Third-degree felonies include fleeing and eluding and certain drug offenses.
Fourth-degree felonies include sexual conduct with a minor and grand theft auto.
Fifth-degree felonies include receiving stolen property and breaking and entering.
Sentencing for Unclassified Felonies
Unclassified felonies are considered the most severe of all felonies in Ohio. There are mandatory prison terms for unclassified felonies. Therefore, a person convicted of aggravated murder will have a prison sentence of at least 20 years, and a person convicted of murder must serve at least 15 years in prison. Depending on the circumstances, a person convicted of an unclassified felony may face a life sentence. They may also face a maximum fine of $20,000 for murder or $25,00 for aggravated murder.

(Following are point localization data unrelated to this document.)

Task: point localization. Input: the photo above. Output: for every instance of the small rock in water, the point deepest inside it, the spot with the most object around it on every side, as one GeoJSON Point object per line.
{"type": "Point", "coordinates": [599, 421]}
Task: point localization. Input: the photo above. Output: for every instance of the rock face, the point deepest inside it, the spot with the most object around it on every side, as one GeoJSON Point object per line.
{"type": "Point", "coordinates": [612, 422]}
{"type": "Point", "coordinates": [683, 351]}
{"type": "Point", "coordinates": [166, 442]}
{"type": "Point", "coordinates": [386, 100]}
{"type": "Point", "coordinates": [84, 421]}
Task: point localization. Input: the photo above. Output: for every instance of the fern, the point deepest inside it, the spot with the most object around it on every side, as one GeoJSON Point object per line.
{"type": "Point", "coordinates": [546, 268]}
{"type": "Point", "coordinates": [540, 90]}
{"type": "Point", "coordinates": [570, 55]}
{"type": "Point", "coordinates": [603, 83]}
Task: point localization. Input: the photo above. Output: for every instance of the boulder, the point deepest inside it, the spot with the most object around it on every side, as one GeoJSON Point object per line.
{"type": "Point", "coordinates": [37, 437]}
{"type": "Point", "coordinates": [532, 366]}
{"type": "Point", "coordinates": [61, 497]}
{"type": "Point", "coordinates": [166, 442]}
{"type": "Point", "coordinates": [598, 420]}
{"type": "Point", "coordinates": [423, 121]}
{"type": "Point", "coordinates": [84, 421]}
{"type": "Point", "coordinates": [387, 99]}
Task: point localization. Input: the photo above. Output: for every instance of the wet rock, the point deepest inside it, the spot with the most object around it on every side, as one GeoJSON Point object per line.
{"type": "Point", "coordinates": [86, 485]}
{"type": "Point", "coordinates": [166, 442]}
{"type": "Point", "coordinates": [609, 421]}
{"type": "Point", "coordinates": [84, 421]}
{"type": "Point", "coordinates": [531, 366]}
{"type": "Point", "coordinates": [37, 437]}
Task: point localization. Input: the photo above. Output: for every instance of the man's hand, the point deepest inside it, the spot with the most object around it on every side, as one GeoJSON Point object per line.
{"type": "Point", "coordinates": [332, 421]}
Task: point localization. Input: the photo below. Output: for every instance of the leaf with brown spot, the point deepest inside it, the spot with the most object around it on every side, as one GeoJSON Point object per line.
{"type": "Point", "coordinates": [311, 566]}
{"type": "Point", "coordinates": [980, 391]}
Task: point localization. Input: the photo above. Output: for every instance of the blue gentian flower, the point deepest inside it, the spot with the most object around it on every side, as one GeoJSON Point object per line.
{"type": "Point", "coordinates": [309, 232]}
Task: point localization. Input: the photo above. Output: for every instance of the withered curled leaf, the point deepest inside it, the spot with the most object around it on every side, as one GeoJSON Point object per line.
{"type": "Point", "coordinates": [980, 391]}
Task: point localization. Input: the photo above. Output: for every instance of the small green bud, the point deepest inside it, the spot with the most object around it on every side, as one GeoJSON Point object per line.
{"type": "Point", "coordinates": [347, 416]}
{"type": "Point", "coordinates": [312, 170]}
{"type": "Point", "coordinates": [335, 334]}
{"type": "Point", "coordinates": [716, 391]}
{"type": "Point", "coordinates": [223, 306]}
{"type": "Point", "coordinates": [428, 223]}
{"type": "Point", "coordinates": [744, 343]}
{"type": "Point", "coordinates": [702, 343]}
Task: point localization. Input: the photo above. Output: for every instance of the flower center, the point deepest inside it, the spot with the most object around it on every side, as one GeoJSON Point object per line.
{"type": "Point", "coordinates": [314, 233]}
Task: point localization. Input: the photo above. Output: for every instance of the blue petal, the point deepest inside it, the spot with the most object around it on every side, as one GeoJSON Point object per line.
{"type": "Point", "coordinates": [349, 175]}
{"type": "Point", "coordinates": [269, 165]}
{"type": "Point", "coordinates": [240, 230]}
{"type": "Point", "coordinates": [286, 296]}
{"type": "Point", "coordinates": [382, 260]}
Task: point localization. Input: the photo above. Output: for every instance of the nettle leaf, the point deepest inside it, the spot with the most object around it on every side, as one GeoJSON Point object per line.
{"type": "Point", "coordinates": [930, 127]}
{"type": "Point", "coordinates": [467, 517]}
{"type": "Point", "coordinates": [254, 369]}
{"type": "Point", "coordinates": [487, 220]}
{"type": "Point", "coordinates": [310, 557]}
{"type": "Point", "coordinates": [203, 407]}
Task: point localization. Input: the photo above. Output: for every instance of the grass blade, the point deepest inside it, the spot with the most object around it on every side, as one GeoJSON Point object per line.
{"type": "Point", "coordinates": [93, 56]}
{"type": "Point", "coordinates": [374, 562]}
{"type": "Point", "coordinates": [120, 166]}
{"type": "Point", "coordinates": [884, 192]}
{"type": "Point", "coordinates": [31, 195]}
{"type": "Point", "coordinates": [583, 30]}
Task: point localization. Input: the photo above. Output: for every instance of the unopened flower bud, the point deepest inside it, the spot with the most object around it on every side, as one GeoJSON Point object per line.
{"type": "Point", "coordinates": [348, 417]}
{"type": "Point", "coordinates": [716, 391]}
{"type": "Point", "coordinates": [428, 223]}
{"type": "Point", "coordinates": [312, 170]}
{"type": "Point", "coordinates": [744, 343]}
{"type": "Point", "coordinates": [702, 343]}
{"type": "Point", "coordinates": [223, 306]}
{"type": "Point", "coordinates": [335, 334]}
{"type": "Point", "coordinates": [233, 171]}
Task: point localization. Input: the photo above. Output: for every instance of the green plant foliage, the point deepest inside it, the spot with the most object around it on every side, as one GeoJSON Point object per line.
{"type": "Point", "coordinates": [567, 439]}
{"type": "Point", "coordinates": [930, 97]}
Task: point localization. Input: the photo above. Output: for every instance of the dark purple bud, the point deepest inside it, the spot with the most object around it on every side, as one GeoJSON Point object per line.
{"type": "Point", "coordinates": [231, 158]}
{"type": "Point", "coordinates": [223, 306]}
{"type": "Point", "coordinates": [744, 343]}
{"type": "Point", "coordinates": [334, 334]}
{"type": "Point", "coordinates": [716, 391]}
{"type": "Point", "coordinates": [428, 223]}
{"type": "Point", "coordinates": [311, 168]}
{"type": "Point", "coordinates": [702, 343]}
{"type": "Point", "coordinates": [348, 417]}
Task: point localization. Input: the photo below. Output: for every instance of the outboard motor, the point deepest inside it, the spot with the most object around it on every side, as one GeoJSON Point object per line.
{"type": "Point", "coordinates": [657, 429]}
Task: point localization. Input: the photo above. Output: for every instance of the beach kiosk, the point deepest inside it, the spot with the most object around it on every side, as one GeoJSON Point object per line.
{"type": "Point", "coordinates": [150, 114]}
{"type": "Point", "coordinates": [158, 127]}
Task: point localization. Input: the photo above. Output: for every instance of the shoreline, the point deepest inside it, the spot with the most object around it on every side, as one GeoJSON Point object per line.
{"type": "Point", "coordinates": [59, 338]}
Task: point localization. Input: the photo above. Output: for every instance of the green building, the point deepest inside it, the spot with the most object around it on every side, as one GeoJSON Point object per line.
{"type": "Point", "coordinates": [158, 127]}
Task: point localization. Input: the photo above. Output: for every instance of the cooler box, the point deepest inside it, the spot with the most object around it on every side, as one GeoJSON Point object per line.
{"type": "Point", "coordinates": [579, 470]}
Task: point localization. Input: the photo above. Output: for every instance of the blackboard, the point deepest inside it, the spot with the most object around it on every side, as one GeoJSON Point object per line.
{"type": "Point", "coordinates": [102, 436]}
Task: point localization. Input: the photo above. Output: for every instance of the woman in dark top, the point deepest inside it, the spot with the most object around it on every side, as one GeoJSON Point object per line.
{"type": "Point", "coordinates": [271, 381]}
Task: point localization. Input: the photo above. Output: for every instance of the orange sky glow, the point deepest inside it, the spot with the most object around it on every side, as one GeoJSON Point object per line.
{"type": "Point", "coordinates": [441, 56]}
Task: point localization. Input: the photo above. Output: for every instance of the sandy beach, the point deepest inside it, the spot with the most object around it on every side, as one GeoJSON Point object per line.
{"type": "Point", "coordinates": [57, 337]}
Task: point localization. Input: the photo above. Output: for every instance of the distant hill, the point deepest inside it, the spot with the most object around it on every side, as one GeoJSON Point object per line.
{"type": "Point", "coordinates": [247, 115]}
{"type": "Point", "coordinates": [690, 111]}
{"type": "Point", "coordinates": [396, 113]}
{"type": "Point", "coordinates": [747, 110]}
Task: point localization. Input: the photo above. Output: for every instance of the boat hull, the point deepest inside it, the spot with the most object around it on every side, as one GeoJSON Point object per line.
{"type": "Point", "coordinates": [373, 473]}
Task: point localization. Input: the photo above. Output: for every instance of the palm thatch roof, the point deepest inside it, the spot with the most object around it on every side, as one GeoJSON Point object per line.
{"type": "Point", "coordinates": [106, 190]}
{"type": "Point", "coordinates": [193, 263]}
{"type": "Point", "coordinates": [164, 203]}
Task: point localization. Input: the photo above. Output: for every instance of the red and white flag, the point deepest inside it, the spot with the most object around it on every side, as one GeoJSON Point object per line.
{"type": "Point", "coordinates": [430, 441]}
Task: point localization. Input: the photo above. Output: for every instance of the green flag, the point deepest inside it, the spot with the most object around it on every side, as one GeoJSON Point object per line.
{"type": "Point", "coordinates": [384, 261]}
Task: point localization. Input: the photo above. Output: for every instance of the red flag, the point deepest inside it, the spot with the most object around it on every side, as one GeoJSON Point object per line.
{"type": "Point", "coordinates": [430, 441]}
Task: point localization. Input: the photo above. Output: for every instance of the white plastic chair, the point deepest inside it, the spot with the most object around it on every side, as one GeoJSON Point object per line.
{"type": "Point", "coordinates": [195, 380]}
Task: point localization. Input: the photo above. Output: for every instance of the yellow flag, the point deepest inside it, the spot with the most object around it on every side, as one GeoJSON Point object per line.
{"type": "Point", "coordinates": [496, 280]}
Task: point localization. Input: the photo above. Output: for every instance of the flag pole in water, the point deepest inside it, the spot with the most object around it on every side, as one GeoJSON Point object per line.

Sentencing for Felony Levels
If a person is convicted of a classified felony in Ohio, their sentence will be within a certain range:
First-degree felonies — 3 years to 11 years in prison and a maximum of $20,000 in fines
Second-degree felonies — 2 years to 8 years in prison and a maximum of $15,000 in fines
Third-degree felonies — 9 months to 36 month (1-5 years for certain F-3’s) in prison and a maximum of $10,000 in fines
Fourth-degree felonies — 6 months to 18 months in prison and a maximum of $5,000 in fines
Fifth-degree felonies — 6 months to 12 months in prison and a maximum of $2,500 in fines
However, Ohio law has mandatory sentencing for particularly serious felonies. Rape, other sexual offenses, attempted rape of a child, and possessing a firearm while committing a felony all have harsher prison sentences than other crimes within their felony level.